Configuration	Effect	Description
Base Diffusion	Baseline	No physical constraints
+ SPF + ERF + SRF	Significant Gain	Joint force combination
+ LLM Semantics	Additional Gain	Semantic priors are beneficial
DGA Dataset	All methods improved	Data quality is crucial

Key Findings¶

Physical constraints contribute independently during both training and sampling phases, with the combination yielding the best performance.
The DGA dataset (3.4M grasps) significantly boosts existing methods—improving performance solely through data substitution.
The "model-in-the-loop" strategy allows for continuous dataset expansion.

Highlights & Insights¶

Paradigm of Injecting Physical Constraints into Diffusion Models: Constraints are applied by mapping to the data space via Tweedie's formula, which can be transferred to fields like molecular design.
Data Flywheel: Drawing inspiration from SAM's model-in-the-loop approach to expand the dataset represents a replicable growth model.
The tripartite force-balancing design is both complete and highly intuitive.

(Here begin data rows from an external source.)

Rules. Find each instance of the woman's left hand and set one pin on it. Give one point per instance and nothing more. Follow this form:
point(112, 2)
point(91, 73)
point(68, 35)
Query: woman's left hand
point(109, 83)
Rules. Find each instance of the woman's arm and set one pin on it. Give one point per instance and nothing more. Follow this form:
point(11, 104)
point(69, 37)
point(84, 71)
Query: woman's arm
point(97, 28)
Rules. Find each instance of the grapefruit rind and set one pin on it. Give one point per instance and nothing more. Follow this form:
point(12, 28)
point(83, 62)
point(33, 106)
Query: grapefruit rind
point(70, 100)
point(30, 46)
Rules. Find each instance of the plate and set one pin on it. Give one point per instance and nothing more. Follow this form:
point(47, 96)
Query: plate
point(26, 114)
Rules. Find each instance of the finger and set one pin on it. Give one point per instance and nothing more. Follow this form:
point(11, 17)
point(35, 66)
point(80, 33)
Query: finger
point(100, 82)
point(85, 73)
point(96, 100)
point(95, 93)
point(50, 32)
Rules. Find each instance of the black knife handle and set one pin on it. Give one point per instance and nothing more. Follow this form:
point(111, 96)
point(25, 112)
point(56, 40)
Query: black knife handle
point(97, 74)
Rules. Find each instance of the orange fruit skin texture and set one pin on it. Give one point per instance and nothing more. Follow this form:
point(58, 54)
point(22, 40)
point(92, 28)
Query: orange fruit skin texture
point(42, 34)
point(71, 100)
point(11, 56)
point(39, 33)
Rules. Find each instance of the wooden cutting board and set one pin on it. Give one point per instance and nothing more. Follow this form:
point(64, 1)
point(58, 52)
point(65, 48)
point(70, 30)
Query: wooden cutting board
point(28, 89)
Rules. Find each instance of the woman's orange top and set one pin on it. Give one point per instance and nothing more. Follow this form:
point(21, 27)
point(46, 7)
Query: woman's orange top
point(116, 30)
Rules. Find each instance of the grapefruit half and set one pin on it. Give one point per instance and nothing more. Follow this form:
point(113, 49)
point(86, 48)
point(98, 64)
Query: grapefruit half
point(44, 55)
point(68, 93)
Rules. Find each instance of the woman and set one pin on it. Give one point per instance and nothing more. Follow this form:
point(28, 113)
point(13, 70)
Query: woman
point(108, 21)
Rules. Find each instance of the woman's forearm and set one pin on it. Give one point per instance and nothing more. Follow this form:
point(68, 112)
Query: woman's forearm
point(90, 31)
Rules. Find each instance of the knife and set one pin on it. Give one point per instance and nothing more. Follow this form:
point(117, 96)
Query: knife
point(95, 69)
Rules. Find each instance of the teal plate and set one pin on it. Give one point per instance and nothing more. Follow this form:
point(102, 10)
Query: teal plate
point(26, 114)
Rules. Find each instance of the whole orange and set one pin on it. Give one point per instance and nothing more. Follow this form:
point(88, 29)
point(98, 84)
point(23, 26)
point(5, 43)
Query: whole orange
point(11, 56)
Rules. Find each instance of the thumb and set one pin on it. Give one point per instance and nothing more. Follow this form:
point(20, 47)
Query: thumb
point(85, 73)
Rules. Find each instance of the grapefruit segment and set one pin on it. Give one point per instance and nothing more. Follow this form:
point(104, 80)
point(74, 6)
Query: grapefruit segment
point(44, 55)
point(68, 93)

Limitations & Future Work¶

Validated only on ShadowHand; transferability to other dexterous hands remains unexplored.
Open-loop method, without considering contact feedback during execution.
The sim-to-real gap between synthetic objects and the real world remains to be addressed.

vs UniDexGrasp: Ours integrates physical constraints into both diffusion model training and sampling based on their work.
vs SceneDiffuser: General scene interaction diffusion, lacking specialized constraints for dexterous grasping.
The dataset construction methodology can serve as a reference for other manipulation domains.

Rating¶

Novelty: ⭐⭐⭐⭐ Complete solution for injecting physical constraints into diffusion training and sampling.
Experimental Thoroughness: ⭐⭐⭐⭐⭐ Comprehensive evaluation across 5 datasets with detailed ablation studies.
Writing Quality: ⭐⭐⭐⭐ Clear methodology and complete formulations.
Value: ⭐⭐⭐⭐ Both the dataset and methodology make significant contributions to the dexterous grasping community.